Intentional Offline is supposed to set the resources offline in a similar way to manually taking a resource offline using 'hares -offline ...' or using the VCS GUI. It works as intended in general, and we are very happy with it. We also set the ExternalStateChange attribute on our resources which support Intentional Offline to 'OnlineGroup & OfflineGroup', meaning that VCS takes the service group online or offline as appropriate in respose to an external state change. Our service groups are very simple NIC->IP->Application resource dependencies, with no service group to service group dependencies defined.
THE PROBLEM:
Consider this scenario:
The "custom_app_grp" service group is online on "nodeA" of our cluster. Our cluster contains three nodes: nodeA, nodeB and nodeC. The "custom_app_grp" group contains NIC ("custom_app_nic_res"), IP ("custom_app_ip_res") and Application ("custom_app_srv_res") resources, and the monitoring script for the Application resource supports "Intentional Offline". The service group is allowed to start on any node in the cluster, but is a failover service group, and can only run on one node at once.

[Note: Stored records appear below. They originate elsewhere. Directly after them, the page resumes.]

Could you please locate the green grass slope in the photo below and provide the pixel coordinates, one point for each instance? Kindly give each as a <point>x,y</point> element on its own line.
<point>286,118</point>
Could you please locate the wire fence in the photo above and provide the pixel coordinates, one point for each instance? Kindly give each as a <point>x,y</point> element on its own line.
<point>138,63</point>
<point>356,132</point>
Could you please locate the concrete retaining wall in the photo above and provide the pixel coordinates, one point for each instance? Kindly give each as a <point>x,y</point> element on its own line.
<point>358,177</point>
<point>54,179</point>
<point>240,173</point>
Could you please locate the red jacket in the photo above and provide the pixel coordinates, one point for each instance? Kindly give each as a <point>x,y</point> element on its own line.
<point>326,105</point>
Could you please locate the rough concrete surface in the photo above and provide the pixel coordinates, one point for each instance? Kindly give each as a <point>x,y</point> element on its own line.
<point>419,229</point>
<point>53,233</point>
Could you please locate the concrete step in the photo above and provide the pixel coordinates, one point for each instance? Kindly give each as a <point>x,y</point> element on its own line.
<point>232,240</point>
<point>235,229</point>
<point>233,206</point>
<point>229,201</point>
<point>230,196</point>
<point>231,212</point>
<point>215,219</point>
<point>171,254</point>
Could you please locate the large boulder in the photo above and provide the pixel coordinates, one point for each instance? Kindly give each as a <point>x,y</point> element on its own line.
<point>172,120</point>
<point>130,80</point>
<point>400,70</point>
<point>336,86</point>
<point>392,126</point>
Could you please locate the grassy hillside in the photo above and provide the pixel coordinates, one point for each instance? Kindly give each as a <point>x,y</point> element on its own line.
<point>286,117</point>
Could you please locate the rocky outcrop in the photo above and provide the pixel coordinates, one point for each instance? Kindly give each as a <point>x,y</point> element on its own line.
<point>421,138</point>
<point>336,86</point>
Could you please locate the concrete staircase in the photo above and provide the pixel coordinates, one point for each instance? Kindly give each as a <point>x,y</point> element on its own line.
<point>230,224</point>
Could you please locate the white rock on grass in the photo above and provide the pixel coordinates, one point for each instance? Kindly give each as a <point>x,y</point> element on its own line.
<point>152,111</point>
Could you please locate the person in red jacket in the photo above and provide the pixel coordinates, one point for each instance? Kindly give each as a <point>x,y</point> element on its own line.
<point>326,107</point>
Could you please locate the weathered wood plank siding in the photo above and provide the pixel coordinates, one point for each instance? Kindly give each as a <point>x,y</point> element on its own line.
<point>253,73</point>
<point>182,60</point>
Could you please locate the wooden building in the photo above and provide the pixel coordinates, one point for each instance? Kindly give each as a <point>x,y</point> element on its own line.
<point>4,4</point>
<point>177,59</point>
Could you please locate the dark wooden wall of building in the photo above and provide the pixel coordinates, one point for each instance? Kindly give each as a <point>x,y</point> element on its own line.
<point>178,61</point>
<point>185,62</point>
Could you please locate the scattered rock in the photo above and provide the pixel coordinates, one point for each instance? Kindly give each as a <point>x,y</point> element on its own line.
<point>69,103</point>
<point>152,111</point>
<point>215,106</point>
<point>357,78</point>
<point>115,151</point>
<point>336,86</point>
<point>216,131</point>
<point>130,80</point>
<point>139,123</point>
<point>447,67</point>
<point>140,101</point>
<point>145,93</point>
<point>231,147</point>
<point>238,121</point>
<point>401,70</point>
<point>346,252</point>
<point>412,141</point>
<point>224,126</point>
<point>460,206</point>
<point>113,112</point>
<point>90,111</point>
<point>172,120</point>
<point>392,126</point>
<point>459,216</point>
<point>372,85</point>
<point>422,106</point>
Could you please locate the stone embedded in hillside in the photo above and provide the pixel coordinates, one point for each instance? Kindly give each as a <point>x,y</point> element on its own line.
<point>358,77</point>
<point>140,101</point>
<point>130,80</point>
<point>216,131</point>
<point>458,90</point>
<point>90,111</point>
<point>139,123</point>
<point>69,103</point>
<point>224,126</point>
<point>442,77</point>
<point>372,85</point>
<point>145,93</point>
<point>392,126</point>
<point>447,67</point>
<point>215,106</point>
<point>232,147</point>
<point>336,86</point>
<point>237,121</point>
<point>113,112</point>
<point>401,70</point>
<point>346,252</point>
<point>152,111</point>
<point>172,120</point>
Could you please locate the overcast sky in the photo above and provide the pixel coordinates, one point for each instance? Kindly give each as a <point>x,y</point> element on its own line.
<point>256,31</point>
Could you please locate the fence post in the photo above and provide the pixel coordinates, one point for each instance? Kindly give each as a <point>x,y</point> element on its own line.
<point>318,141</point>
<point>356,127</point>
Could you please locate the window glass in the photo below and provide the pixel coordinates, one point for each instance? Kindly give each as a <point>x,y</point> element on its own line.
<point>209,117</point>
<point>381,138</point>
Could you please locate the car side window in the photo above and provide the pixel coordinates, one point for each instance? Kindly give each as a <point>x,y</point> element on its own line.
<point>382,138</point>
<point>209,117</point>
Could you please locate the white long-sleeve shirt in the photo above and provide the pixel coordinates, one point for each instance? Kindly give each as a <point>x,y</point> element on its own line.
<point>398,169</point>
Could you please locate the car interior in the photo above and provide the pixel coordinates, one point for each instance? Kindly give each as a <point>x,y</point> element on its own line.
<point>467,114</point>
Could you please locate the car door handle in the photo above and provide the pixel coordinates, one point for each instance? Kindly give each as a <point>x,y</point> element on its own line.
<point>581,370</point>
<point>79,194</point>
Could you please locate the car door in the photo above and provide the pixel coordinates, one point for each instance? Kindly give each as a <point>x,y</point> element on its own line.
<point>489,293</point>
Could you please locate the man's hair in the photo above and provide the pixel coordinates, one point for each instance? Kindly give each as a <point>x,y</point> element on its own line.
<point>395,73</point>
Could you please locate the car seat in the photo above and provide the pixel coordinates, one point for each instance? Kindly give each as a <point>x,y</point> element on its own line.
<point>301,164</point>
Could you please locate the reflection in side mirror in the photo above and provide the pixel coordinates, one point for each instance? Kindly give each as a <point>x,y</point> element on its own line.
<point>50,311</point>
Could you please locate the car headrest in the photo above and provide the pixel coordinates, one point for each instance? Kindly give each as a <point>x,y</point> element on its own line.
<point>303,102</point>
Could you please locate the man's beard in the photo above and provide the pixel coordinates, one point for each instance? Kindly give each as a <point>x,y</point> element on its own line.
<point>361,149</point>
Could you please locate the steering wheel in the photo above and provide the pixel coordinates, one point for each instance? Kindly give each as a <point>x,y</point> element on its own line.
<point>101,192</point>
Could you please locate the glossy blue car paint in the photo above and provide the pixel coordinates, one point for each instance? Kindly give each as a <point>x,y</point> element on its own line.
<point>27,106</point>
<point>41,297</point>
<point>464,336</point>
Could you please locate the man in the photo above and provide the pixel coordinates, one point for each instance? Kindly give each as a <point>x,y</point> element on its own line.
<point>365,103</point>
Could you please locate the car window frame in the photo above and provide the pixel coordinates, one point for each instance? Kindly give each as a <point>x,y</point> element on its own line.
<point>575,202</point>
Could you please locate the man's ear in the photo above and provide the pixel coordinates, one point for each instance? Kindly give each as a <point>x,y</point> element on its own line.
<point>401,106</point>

We take our application offline using the application controls outside of Veritas. The "custom_app_srv_res" resource goes OFFLINE in response, and since ExternalStateChange is set, this brings the "custom_app_grp" service group offline too. The "custom_app_grp" is now OFFLINE on "nodeA". All nodes, "nodeA", "nodeB" and "nodeC", are online, but are now not running any other service groups apart from the cluster service group.
We now reboot the "nodeA" server. What we now experience is that the "custom_app_grp" now invokes its fail-over behaviour, and VCS attempts to restart the service group on "nodeB".
Note: if instead of taking the "custom_app_grp" offline outside of VCS control, we instead simply offline the group using 'hagrp' or the VCS GUI, then reboot "nodeA", the "custom_app_grp" does NOT begin to fail over.
...
So: would people expect a service group which is OFFLINE in the cluster, so suddenly be marked as FAULTED and trigger VCS to begin restarting the service group on another node?
We wouldn't.
Has anyone else experienced this behaviour with Intentional Offline? Can Symantec support representatives reading the forum comment on whether they would consider this behaviour a bug?
Many thanks.
Kind regards,
Dave Hassett